Empowering families at risk for hunger or obesity with the skills, knowledge and confidence to make healthy and affordable meals is the goal of the Share Our Strengths: Cooking Matters education program.
Cooking up confidence
HEALTHY HELPINGS: Chef Brian Swan teaches the June 4 Cooking Matters class
Empowering families at risk for hunger or obesity with the skills, knowledge and confidence to make healthy and affordable meals is the goal of the Share Our Strengths: Cooking Matters education program. These six-week, hands-on nutrition sessions have been offered for the past two years through a partnership between the MGH Chelsea HealthCare Center and the Boys & Girls Club of Chelsea.
The classes combine collaborative food preparation – using nutritious, readily available, low-cost, culturally appropriate ingredients – with essential information such as instructions on how to read nutrition facts panels and use calorie-counting programs. At the end of each class, participants take home a bag of ingredients so they can practice preparing the recipes taught that day.
During the group’s most recent session in early June, Revere resident Tom Babson said he enrolled in the class – which has been taught in English, Spanish, Arabic and American Sign Language – to learn how to cook healthy meals on a budget. Revere resident Vanety Ocampo, a native of Columbia, said, “I enrolled in the course to learn more about cooking the healthy foods that I see in the markets that I don’t know.”

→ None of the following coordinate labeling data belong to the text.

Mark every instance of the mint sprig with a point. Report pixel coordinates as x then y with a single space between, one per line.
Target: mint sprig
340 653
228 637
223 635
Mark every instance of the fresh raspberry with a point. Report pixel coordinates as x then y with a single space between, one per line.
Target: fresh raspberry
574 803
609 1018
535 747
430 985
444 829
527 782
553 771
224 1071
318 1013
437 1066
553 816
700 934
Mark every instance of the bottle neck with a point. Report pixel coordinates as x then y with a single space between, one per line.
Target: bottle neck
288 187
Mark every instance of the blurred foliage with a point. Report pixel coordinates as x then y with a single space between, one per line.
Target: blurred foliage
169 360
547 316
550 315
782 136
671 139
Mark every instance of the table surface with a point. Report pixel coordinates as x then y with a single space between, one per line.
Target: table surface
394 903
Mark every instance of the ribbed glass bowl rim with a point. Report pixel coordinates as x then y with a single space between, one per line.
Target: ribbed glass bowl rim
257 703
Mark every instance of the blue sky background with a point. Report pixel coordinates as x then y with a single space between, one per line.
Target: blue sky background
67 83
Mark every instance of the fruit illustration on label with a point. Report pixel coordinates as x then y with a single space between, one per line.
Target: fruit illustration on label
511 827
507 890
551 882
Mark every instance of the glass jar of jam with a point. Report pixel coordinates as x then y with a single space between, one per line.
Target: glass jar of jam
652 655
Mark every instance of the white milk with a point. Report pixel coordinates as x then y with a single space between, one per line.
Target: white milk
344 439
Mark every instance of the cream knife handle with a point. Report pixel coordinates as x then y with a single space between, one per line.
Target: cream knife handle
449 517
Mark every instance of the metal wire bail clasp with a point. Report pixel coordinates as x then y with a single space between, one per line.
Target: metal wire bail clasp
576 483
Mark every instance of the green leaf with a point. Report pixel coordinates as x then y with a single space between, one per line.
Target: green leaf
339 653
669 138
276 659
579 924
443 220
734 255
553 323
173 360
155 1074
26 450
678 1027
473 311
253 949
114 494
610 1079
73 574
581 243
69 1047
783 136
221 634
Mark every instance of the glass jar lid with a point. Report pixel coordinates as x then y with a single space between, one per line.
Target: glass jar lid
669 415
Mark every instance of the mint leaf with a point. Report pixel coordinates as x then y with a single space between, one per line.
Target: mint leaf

“This course is an example of Mass General’s strong interest in addressing the ‘social determinants’ of health. By improving the community’s access to healthy foods, we help to improve the health and well-being of the people in that community,” said Melissa Dimond, manager of Community Initiatives/Healthy Living for Community Health Improvement at MGH Chelsea, part of the MGH Center for Community Health Improvement.